Jeszcze nie mieli wydać, musiałem z tym szajsem lecieć do sklepu rozmienić. Posmarowałem, zamiast ulgi bardziej czuje pieczenie. Minęło z 20 minut, a czytałem ze niektórzy smarowali kilka tygodni wiec chuj wie czy pomoże. Wyskoczyła mi niezła bomba, jak z 2 zł i napęczniałe - o ile to zniknie to zostanie mi niezły worek koło odbytu. Nie stawiałem klocka 2 dni, boje sie ze bedzie leciec krew bo większość ludzi na necie pisała ze im sie leje - wiec lipa. Do tego typ z apteki musi myślec ze jestem jakimś analnym jebaką, bo wpadłem do apteki po 2 w nocy, 20 letni chłopak...

----------


## Gościu

Witam wszystkich, ja również nie polecam tej maści zamiast poprawy to jeszcze mi się pogorszyło. Mam częste problemy z hemoroidami ale nigdy mi nie pękały, po zastosowaniu tej maści urósł do niesamowitych rozmiarow nie mogłem spać z bólu po nocach no i ... pęknął ;/ juz sie dwa tygodnie mecze z tym dziadem i nic.
Pozdrawiam i łącze sie w bólu z pozostałymi.

----------


## BrioBra

ja ta masć stosowałąm jak dostałam hemoroidów po porodzie . troszke mi zelżało coś tam ale tak se , ani na plus ani na minus

----------


## Nie zarejestrowany

Ciężko w to uwierzyć, ale chyba naprawdę po tym proctohemolanie jest jeszcze gorzej. 
Ja miałam małego guzka od dwóch lat... Stosowałam Hemoclin od czasu do czasu jak wyszedl na zewnatrz - wowczas sie chował.
Po Proctohemolanie mam 2x większego i dołączył ból. ;/ Jestem przerażona.  :Frown:

----------


## Nie zarejestrowany

witam wszystkich cierpiących i wstydliwych!Najlepsze co możecie zrobić to iść do lekarza.Zrobi badanie/np rektoskopię/postawi diagnozę,może być,że na tej samej wizycie zrobi zabieg/najpopularniejszy metodą Barona/ i będzie
spokój.Wstydzić sie nie ma czego,wszak d...pę każdy ma!Koszt zabiegu ok 200zł/pewnie zależy od okolicy/.Zabieg praktycznie bezbolesny,boli trochę przez następne 2-3 dni/ z reguły bez tabletek p bólowych/.Wiem co mówię z własnego doświadczenia!Nie ma co zwlekać,będzie tylko gorzej!!!

----------


## Nie zarejestrowany

Niby taka skuteczna a po zastosowaniu jest jeszcze gorzej tak jak piszą inni, ból, pieczenie i nasilenie objawów.
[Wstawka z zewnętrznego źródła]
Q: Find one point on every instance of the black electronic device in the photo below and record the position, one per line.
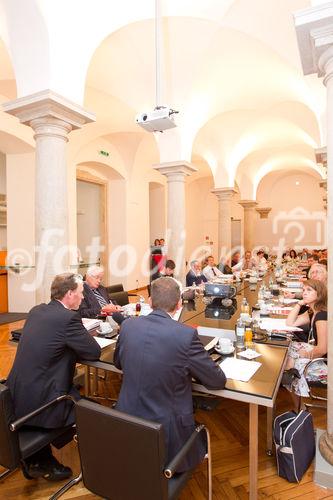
(220, 290)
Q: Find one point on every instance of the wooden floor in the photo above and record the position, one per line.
(228, 425)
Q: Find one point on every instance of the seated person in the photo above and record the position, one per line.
(211, 271)
(156, 248)
(96, 301)
(300, 353)
(52, 341)
(235, 259)
(160, 388)
(224, 266)
(247, 262)
(261, 262)
(195, 276)
(167, 270)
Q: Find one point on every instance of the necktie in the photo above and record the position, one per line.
(101, 300)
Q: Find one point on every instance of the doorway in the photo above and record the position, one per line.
(91, 221)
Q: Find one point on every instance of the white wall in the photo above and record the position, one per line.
(88, 215)
(202, 216)
(157, 215)
(282, 194)
(3, 230)
(21, 228)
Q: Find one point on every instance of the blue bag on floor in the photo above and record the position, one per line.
(294, 443)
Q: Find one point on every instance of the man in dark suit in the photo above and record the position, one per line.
(53, 339)
(95, 297)
(195, 276)
(167, 270)
(159, 357)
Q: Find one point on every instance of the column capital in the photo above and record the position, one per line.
(248, 204)
(314, 30)
(49, 106)
(263, 212)
(224, 193)
(175, 168)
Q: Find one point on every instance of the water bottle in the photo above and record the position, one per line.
(240, 332)
(245, 308)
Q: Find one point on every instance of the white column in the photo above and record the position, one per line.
(176, 173)
(325, 64)
(51, 117)
(224, 196)
(249, 222)
(314, 29)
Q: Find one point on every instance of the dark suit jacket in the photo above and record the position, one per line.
(90, 307)
(159, 357)
(53, 339)
(192, 278)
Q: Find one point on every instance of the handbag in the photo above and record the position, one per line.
(294, 443)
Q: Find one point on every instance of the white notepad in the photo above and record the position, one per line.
(239, 369)
(277, 324)
(104, 342)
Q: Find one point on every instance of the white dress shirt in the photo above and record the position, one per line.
(211, 272)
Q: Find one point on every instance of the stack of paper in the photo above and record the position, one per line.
(90, 323)
(277, 325)
(104, 342)
(239, 369)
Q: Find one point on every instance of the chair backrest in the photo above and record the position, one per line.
(115, 288)
(9, 444)
(122, 457)
(121, 298)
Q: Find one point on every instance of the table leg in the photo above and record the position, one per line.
(269, 431)
(95, 381)
(253, 442)
(87, 381)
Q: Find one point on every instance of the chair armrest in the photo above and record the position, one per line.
(20, 421)
(311, 362)
(170, 469)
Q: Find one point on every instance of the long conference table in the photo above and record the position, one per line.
(260, 390)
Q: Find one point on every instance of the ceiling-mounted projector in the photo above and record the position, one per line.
(158, 120)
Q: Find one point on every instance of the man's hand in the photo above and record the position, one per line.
(110, 308)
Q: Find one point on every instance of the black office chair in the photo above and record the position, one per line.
(18, 442)
(314, 385)
(123, 457)
(119, 295)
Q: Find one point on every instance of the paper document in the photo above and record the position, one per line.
(279, 310)
(90, 323)
(277, 324)
(208, 342)
(249, 354)
(104, 342)
(177, 314)
(291, 290)
(239, 369)
(290, 301)
(217, 332)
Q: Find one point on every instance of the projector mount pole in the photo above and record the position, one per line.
(158, 43)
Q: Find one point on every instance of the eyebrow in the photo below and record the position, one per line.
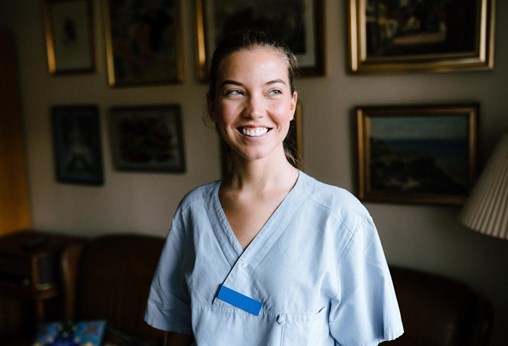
(230, 81)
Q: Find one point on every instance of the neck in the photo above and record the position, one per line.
(261, 175)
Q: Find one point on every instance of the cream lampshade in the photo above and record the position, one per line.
(486, 210)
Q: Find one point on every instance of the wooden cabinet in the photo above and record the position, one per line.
(14, 195)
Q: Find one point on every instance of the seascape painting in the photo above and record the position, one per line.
(419, 154)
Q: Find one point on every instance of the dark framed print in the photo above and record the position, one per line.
(147, 138)
(299, 23)
(293, 140)
(77, 144)
(416, 154)
(143, 42)
(69, 36)
(409, 36)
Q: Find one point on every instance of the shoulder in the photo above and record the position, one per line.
(334, 199)
(198, 195)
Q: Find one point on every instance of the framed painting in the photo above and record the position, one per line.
(416, 154)
(69, 36)
(147, 138)
(293, 140)
(298, 23)
(143, 42)
(409, 36)
(77, 144)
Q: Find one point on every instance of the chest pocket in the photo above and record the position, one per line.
(305, 330)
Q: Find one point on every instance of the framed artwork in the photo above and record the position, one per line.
(77, 144)
(69, 36)
(147, 138)
(299, 23)
(434, 36)
(143, 42)
(416, 154)
(293, 140)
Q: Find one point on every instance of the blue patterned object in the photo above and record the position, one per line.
(70, 333)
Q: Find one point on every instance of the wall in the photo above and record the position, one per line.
(425, 237)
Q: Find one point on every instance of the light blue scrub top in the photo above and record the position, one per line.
(317, 267)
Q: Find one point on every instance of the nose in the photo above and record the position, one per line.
(254, 107)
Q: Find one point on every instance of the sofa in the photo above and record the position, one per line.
(108, 278)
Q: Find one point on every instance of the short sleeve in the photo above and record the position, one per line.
(168, 306)
(366, 311)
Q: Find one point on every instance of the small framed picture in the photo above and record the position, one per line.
(147, 138)
(416, 154)
(143, 42)
(69, 36)
(298, 23)
(418, 36)
(77, 144)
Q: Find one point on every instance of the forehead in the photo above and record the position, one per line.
(254, 59)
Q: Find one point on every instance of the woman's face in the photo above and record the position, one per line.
(253, 105)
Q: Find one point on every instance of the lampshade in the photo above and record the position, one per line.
(486, 210)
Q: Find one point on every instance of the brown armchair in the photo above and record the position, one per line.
(439, 311)
(109, 278)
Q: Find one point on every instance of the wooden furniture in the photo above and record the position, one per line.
(14, 197)
(31, 278)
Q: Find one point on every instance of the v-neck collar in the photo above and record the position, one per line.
(266, 237)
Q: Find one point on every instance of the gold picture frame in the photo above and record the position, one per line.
(442, 37)
(299, 23)
(69, 36)
(143, 42)
(422, 154)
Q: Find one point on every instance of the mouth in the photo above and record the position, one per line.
(254, 132)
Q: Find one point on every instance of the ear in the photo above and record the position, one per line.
(294, 102)
(211, 108)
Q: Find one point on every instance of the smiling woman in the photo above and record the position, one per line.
(261, 221)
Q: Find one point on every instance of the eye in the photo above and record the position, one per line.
(233, 92)
(275, 92)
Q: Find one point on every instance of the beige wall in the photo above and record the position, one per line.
(426, 237)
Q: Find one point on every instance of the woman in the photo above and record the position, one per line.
(268, 255)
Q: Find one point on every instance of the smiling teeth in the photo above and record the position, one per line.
(255, 132)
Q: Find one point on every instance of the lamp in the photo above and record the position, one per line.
(486, 209)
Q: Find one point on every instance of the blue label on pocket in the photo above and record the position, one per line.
(239, 300)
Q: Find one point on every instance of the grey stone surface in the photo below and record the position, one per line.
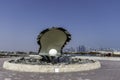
(51, 68)
(110, 70)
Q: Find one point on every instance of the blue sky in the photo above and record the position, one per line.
(94, 23)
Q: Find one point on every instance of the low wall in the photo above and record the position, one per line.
(51, 68)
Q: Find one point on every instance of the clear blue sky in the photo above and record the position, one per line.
(94, 23)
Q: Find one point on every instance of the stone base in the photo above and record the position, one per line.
(51, 68)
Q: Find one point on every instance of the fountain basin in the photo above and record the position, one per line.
(51, 68)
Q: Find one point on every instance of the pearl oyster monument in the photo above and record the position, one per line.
(51, 58)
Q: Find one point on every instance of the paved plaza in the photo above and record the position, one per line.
(110, 70)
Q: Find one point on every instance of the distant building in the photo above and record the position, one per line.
(81, 48)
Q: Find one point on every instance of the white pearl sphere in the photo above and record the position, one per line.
(52, 52)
Zdecydowanie nie polecam. Mi osobiście pomógł hemorectal bardzo dobry lek.

----------


## Nie zarejestrowany

Brałem ta maść i wyrosły mi kolejne 3 ale na czole nie polecam

----------


## hazel

Nie pomoże jeśli nie pozbędziesz się zaparć czyli przyczyny, mi po dicopegu więcej się nie pojawiły ani zaparcia ani hemoroidy.

----------


## Nie zarejestrowany

Stosowalam i w sumie maść nie jest taka zła. 
Jednak u mnie akurat o wiele lepsze efekty dały środki doustne. Biore Procto Vitale.

----------


## Nie zarejestrowany

> Stosowalam i w sumie maść nie jest taka zła. 
> Jednak u mnie akurat o wiele lepsze efekty dały środki doustne. Biore Procto Vitale.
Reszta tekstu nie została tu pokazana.